Let $m$ be the Lebesgue measure on $\mathbb{R}$ and let $f:\mathbb{R}\to[0,\infty)$ be a Lebesgue integrable function. Then, does there exist a set $E\subseteq[0,\infty)$ such that $m(E)\neq m(f^{-1}(E))$?

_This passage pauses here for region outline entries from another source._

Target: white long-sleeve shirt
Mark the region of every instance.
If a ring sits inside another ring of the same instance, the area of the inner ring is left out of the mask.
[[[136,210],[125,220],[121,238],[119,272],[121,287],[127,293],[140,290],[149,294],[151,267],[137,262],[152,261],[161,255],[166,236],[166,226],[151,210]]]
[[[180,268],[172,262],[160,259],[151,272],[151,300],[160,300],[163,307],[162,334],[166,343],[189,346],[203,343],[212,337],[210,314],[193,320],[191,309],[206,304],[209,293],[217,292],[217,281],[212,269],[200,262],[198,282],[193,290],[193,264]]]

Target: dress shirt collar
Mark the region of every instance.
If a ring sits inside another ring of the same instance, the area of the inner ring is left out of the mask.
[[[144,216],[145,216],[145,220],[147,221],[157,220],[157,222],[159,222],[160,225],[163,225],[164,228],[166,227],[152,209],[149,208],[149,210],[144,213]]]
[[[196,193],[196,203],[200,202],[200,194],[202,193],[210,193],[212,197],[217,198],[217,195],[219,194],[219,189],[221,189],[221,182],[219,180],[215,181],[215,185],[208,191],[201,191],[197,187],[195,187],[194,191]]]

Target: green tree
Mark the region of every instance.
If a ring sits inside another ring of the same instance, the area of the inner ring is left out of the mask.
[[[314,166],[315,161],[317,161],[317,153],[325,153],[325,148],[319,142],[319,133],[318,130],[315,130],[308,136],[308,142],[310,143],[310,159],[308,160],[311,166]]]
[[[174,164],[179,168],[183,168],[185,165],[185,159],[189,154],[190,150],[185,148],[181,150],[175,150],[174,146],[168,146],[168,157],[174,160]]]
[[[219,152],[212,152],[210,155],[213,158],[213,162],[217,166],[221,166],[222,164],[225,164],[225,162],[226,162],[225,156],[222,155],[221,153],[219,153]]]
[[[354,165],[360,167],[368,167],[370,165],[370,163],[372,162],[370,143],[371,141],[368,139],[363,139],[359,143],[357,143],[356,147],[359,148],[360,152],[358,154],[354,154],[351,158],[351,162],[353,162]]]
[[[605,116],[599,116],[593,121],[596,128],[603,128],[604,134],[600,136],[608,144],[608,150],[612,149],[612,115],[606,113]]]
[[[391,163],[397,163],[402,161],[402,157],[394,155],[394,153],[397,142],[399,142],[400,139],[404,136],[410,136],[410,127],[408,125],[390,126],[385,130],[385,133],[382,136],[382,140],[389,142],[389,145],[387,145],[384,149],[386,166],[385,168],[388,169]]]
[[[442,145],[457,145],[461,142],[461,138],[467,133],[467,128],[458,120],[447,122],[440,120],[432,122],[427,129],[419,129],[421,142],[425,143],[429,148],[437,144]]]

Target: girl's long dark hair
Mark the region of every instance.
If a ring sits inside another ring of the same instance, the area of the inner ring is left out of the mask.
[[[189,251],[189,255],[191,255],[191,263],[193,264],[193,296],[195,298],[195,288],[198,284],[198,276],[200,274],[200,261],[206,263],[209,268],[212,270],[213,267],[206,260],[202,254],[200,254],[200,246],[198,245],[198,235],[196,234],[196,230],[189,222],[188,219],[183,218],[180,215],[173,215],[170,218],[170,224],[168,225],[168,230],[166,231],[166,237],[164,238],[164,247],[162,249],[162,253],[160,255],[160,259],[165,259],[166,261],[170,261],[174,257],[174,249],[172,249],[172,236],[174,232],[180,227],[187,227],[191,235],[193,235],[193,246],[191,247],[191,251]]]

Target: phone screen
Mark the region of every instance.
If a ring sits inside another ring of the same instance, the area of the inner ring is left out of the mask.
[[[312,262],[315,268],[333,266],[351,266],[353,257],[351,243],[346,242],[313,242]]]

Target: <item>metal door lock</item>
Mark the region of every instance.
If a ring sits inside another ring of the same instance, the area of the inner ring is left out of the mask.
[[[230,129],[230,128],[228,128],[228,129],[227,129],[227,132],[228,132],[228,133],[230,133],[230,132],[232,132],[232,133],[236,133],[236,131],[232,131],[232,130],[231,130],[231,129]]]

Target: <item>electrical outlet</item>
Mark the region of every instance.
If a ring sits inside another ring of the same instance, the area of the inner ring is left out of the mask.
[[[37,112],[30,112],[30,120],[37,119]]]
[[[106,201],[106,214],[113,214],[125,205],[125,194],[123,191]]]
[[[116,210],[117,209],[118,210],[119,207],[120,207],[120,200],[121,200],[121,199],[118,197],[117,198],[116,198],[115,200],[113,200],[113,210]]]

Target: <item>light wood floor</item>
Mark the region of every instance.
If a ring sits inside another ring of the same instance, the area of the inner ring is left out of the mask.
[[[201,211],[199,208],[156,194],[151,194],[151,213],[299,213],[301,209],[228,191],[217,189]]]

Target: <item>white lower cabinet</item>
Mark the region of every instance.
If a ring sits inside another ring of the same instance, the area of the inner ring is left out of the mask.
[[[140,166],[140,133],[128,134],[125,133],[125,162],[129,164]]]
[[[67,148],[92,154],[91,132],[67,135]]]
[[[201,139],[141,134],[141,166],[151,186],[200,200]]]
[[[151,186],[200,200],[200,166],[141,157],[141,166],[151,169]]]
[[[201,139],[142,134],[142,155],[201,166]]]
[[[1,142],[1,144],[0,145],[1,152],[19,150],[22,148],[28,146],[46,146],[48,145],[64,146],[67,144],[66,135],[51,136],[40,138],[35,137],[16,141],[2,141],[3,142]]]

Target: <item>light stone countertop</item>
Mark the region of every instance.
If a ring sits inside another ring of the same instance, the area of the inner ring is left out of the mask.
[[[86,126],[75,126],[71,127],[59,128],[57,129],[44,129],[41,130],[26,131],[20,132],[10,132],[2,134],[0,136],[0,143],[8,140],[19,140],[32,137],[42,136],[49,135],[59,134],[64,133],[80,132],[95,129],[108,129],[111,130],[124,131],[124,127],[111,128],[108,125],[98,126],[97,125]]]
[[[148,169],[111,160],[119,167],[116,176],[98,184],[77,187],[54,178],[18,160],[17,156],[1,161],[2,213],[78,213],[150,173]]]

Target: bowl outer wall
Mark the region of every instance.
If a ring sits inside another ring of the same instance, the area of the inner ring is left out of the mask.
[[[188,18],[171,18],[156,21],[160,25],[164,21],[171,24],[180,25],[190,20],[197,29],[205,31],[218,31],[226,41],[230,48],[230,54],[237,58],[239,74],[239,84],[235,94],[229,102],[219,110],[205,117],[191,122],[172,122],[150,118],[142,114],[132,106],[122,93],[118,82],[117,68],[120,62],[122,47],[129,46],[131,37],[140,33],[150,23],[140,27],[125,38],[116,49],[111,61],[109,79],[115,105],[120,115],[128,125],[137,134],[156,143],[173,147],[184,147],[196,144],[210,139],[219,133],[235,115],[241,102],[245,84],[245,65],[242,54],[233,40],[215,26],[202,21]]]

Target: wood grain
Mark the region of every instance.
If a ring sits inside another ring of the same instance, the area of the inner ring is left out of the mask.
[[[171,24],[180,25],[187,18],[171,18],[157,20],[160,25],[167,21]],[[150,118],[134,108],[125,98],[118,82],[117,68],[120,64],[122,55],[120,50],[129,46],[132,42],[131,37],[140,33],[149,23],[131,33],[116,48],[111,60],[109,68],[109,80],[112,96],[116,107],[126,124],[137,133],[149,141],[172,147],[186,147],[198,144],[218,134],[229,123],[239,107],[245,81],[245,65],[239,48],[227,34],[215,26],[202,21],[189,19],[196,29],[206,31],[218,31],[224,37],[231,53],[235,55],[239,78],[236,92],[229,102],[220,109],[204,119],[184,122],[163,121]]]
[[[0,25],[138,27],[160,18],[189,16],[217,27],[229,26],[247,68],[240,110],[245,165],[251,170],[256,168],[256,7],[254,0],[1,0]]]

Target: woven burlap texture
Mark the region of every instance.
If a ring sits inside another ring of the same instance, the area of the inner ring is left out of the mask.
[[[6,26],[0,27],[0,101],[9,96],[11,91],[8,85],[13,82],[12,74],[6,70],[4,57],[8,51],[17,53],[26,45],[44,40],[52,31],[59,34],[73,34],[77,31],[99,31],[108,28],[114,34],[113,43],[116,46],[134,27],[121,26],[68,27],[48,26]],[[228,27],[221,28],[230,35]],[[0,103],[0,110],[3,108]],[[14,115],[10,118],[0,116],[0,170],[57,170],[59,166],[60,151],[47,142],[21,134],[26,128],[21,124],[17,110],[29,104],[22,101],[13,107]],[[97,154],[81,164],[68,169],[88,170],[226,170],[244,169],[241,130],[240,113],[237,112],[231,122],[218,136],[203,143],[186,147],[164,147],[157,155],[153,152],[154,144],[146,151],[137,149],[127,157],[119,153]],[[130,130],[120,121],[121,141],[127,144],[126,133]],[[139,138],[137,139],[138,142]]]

I would take $f$ to be $x^2$ whence any nontrivial interval would satisfy the above property. But, $x^2$ is not integrable on the real line. How do we prove in the general case? Any hints? Thanks beforehand.

Answer 1

If $f\ge0$ is integrable and $E_k=[2^k, 2^{k+1})$ then $$\sum_{k\in\Bbb Z}2^km(f^{-1}(E_k))<\infty.$$

Details:

Lemma. If $\lambda\in\Bbb R$ then $\sum_{k\in\Bbb Z, 2^k<\lambda}2^k\le 2\lambda.$

Proof: Exercise.

Now say $f\ge0$ and $f$ is integrable. Define $E_k$ as above, let $A_k=f^{-1}(E_k)$, and let $$g=\sum_{k\in\Bbb Z}2^k\chi_{A_k}.$$The lemma shows that $g\le 2f$, so $$\sum 2^km(A_k)=\int g<\infty.$$

Answer 2

Take $f(x)= \frac{1}{1+x^2}$ and $E=[2, 3]$.

Then $m(E)=1$, $f^{-1}(E)= \emptyset$ and $m (f^{-1}(E))=0$.